The development of future IC engines and powertrains also will require manufacturers to take advantage of other technologies such as lightweight materials throughout the vehicle, aerodynamic improvements and low rolling-resistance tires. It also will encompass downsized turbocharged engines and 8- and 9-speed transmissions.
Dahl suggests the key to the acceptance of new powertrains, both conventional and electric, is that performance-wise it must be “invisible” to the consumer. “It really needs to be transparent from a usage standpoint,” he says.
At the same time, the addition of new technology also must add to the consumer’s value equation. Owners of the Jeep Wrangler prize the vehicle’s low-end torque, and an electrified powertrain can be designed to boost the low-end torque of the Wrangler, pleasing the customer, Dahl says. FCA also is looking at the heavy electrification of trucks in the future.
Regulations also will play a major role in shaping FCA’s powertrain portfolio, Dahl says.
In Brazil, for example, ethanol made from sugar cane is widely used for fuel in internal-combustion engines, but there also is interest in electric vehicles in the country’s sprawling cities, he notes. In Europe, electrification likely will replace small-displacement diesel engines, and in the U.S. long commutes make plug-in hybrids desirable even as consumers shift to trucks and SUVs.
While Toyota is very proud of the work it has done with hybrids, “we look at technology agnostically,” says Ben Schlimme, Toyota Motor North America powertrain executive manager. “We look at it as a way to pull in the customer. You’ve got to key in on the program demands.”
Different regions have different demands. Toyota has an extensive program to develop the sources of hydrogen required for fuel cells in Japan. But it also is preparing battery-electric vehicles for markets in China and will continue to work on more efficient internal-combustion engines for deployment in North America where gasoline is expected to be the fuel of choice for the foreseeable future.
The improvements in IC engines produced under the Toyota New Global Architecture (TNGA) already have produced impressive results on vehicles such as the new Camry, boosting fuel economy 25% while improving engine output 15%. At the same time, carbon-dioxide emissions have dropped 15%.
The broad plan for the TNGA architecture includes a 3.5L Dynamic Force twin-turbo V-6, Dynamic Force 2.0L and 2.5L engines and a 10-speed automatic transmission.
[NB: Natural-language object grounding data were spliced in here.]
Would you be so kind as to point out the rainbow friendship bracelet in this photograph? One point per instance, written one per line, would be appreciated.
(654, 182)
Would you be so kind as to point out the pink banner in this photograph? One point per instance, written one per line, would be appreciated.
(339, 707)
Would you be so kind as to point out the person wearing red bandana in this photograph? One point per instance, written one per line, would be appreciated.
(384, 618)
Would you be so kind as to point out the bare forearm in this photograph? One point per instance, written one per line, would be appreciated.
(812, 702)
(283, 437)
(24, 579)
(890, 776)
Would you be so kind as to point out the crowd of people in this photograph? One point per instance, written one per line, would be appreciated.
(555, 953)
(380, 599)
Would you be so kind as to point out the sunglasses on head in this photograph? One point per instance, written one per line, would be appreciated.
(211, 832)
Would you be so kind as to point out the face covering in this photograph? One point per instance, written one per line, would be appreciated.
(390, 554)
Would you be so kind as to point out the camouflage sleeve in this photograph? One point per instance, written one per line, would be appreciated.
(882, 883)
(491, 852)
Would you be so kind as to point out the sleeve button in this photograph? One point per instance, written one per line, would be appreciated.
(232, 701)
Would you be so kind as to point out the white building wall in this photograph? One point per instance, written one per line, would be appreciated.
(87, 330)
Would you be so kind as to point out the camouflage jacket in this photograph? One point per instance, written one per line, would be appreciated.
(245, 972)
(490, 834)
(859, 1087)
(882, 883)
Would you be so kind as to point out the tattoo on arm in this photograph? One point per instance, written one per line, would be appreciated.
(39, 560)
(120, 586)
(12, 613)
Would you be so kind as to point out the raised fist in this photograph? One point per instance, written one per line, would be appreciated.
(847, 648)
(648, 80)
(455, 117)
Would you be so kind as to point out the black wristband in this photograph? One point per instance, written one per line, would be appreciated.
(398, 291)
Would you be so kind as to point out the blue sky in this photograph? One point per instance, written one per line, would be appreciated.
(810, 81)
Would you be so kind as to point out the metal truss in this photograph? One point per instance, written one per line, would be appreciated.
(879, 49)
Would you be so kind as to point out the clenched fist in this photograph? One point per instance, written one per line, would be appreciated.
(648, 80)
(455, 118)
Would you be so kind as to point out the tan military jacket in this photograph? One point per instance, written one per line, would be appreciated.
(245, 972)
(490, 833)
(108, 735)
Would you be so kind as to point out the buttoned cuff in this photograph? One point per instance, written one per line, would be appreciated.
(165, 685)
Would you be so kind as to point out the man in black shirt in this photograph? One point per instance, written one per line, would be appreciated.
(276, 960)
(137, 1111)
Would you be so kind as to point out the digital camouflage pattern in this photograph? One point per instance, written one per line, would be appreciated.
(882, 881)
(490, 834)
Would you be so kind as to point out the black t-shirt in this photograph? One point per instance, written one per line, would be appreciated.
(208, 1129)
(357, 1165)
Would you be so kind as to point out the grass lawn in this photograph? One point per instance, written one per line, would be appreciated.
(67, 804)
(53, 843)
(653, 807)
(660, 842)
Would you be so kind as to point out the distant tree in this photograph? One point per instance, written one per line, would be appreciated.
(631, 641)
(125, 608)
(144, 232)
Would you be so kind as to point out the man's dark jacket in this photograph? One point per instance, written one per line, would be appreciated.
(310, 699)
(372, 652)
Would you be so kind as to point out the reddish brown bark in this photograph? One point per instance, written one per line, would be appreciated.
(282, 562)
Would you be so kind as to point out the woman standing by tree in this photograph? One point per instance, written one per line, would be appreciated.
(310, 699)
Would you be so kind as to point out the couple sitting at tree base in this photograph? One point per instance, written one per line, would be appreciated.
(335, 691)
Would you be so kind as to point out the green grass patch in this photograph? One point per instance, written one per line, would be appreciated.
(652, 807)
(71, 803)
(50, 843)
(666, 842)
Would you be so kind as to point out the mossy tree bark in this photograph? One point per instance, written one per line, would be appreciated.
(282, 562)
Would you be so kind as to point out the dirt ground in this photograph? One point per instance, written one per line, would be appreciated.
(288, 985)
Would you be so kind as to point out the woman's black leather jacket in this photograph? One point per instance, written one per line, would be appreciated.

Toyota also expects to introduce a solid-state battery for use in hybrids and battery-electric vehicles in 2020.
By 2025, Toyota expects 5.5 million, or about half of all the cars it builds annually, to be electrified as part of the company’s quest for better fuel economy and reduced emissions, Schlimme says.
Toyota has some 4,500 employees devoted to the development of electrified vehicles, ranging from mild hybrids to full hybrids and battery-electric vehicles. The Japanese automaker plans to have an electrified version of every vehicle in its lineup by the middle of the next decade.